01:21:08 - Anthony Campolo
Awesome, man. Yeah. I was chatting with Peter about trying to get him on stream to do some stuff. I need to reconnect with him. Yeah, I'm thinking about diving back in.
I haven't been on the Redwood train for almost two years now since I've used Redwood. I think it's cool that they.
01:21:25 - Christopher Burns
Were you? Astro. You're an Astro fan now, aren't you?
01:21:29 - Anthony Campolo
I'm using it. Yeah. I mean, Astro is what I built my blog on, and then it just kind of spun out from there. I don't know. I was using Solid for a bit, some SolidStart, and I was digging that. Now I'm using Astro with Solid, so I get a little bit of the best of both worlds.
I spent a long time just building Node. I spent most of AutoShow, I just built as a Node CLI with no front end whatsoever. That was totally different for me, but that was really great.
I messed around with Fastify for a bit. I had a Fastify backend that Astro was calling out to, and then I eventually got rid of that and built all the Fastify endpoints into Astro API endpoints. So yeah, I've done all sorts of crap now.
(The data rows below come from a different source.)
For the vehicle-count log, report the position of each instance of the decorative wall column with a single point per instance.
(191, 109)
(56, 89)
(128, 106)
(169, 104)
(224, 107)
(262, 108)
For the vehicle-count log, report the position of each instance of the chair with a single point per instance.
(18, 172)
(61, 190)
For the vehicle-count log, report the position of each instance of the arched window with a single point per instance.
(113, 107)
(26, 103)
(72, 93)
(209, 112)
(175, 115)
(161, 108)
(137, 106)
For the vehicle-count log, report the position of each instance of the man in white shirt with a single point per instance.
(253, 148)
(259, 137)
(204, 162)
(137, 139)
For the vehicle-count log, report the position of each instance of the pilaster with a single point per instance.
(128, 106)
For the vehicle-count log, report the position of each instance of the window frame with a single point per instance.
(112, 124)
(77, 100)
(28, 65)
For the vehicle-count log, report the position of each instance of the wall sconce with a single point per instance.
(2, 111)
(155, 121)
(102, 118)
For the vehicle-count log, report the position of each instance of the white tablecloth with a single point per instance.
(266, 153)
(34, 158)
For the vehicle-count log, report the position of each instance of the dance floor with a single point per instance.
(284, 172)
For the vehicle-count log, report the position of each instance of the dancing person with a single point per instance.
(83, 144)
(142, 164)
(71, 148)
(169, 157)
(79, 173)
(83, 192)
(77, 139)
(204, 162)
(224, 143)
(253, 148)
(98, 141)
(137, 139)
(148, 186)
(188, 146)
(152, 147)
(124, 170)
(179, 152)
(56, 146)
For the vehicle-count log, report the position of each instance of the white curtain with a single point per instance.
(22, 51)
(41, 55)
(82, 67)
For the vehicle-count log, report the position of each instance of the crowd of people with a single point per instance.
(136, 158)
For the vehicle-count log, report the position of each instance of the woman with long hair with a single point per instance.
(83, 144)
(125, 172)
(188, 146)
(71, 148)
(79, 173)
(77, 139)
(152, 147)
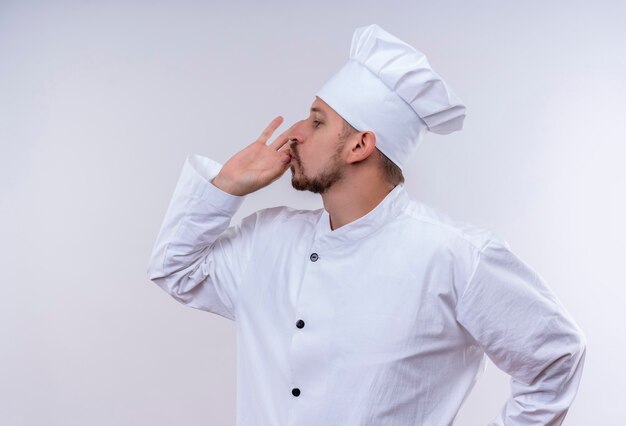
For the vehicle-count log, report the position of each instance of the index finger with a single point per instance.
(281, 140)
(270, 129)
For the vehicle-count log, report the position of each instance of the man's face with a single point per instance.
(316, 148)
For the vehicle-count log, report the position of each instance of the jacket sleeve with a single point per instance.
(197, 258)
(527, 333)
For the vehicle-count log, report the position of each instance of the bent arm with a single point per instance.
(527, 333)
(197, 258)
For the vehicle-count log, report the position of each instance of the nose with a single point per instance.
(297, 133)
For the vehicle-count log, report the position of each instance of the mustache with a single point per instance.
(294, 150)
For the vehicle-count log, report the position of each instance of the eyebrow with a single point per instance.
(316, 109)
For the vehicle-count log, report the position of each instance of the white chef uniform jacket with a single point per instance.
(383, 321)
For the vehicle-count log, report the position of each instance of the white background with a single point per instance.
(100, 103)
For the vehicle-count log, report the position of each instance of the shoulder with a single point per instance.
(284, 216)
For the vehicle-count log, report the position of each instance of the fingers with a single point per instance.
(281, 140)
(270, 129)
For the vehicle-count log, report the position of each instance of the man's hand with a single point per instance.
(257, 165)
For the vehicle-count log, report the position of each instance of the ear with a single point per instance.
(361, 145)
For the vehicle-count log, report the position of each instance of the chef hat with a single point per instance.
(389, 88)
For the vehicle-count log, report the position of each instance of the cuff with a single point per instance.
(198, 171)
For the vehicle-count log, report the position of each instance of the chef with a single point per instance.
(375, 309)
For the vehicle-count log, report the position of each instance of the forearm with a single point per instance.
(546, 400)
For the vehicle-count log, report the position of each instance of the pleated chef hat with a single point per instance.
(389, 88)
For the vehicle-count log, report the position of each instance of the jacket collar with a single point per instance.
(390, 207)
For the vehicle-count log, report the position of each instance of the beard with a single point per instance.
(319, 184)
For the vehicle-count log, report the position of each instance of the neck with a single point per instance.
(350, 199)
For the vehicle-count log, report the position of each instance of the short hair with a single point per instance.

[01:22:20] I felt it was good to get away from Redwood just to build up my skill set and really learn how to do things from the ground up. And now I'm like, do I want to go back to this all-in-one, built-in framework kind of thing because Astro does a lot, but it definitely doesn't do as much as Redwood would.
01:22:37 - Christopher Burns
And I think the core to all of this, and I hate to be like a business person when I say this, is: where are the users? It's one of these really interesting questions.
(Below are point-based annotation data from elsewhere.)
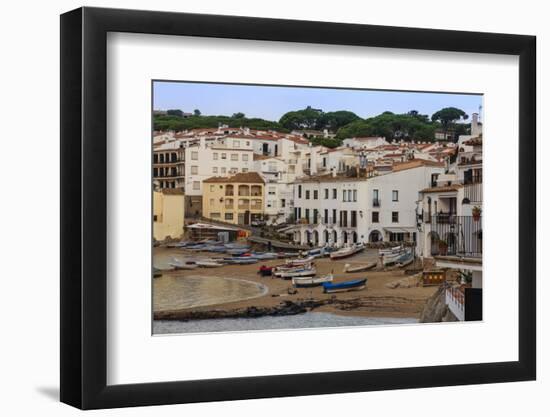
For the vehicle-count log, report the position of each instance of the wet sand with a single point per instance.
(376, 300)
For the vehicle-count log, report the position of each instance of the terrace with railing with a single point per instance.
(453, 235)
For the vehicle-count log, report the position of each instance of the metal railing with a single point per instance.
(453, 235)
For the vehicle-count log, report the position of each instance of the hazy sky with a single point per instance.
(272, 102)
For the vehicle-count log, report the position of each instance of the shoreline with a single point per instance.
(378, 300)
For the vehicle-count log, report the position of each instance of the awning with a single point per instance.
(400, 229)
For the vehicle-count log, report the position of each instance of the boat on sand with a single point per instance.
(354, 285)
(359, 268)
(311, 281)
(347, 252)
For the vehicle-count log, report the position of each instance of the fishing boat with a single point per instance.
(208, 264)
(265, 271)
(238, 251)
(360, 268)
(296, 272)
(354, 285)
(264, 256)
(179, 265)
(240, 260)
(311, 281)
(398, 257)
(299, 261)
(391, 251)
(347, 252)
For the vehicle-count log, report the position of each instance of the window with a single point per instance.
(395, 217)
(395, 195)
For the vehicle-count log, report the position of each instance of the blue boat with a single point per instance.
(356, 284)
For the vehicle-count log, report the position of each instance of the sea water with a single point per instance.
(298, 321)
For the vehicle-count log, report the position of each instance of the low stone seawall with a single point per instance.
(436, 309)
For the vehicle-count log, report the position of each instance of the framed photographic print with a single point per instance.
(256, 208)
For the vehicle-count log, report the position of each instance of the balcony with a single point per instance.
(453, 235)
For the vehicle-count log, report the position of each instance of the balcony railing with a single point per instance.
(453, 235)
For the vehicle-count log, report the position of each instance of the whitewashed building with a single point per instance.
(338, 209)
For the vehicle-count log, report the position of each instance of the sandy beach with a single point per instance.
(376, 300)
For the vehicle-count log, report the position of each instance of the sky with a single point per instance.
(271, 102)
01:22:50 - Anthony Campolo
It's not on Redwood. That's part of the issue.
01:22:53 - Christopher Burns
We see a lot of discussion about Next.js and is Next.js really that good or blah, blah, blah. But a lot of the deployments actually produced right now are Next.js. Why does Netlify push to get feature parity with Next.js? It's because everybody's deploying Next.js. Why are people on Cloudflare Workers doing the same? Because Next.js is the current zeitgeist. It's the current thing. And Gatsby was before that, and it's kind of why we are focusing.
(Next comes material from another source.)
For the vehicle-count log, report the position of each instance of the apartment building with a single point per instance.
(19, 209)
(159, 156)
01:23:26 - Anthony Campolo
Isn't that right there the argument not to use Next because they might be the next Gatsby?
01:23:32 - Christopher Burns
Well, yes and no. You could say you can still use Gatsby today if you have a website using it.
01:23:39 - Anthony Campolo
If you have a perfectly fine.
01:23:42 - Christopher Burns
You know, but there's good questions around that, and there's good questions around all frameworks. You know, as we saw Redwood start to wind down Redwood GraphQL. Is that a bad thing? Right. No. Blitz. You know, Bison. Changes are forever.
When we started building out Consent, I said, I want to go as low down as possible, hardly any abstractions. And I actually walked that back to Next.js because I was like, we just know so much more about Next.js. If it errors, everyone knows so much more about it. Everything.
I think all tools have their pros and cons. But for me as a business person, not just a technologist, you have to follow where the market is. And the market is very much in the Next.js corner right now, if we like it or not.
01:24:48 - Anthony Campolo
That's if you're building dev tools, though. If you're just building an app that a user is going to use, I feel like that's less important.
01:24:55 - Christopher Burns
Well, what about a team, you know, finding good Solid developers.
01:25:01 - Anthony Campolo
No. Yeah.
01:25:03 - Christopher Burns
Finding good Solid developers.
01:25:04 - Anthony Campolo
ChatGPT, Claude, Gemini is my team. Yeah. They know every.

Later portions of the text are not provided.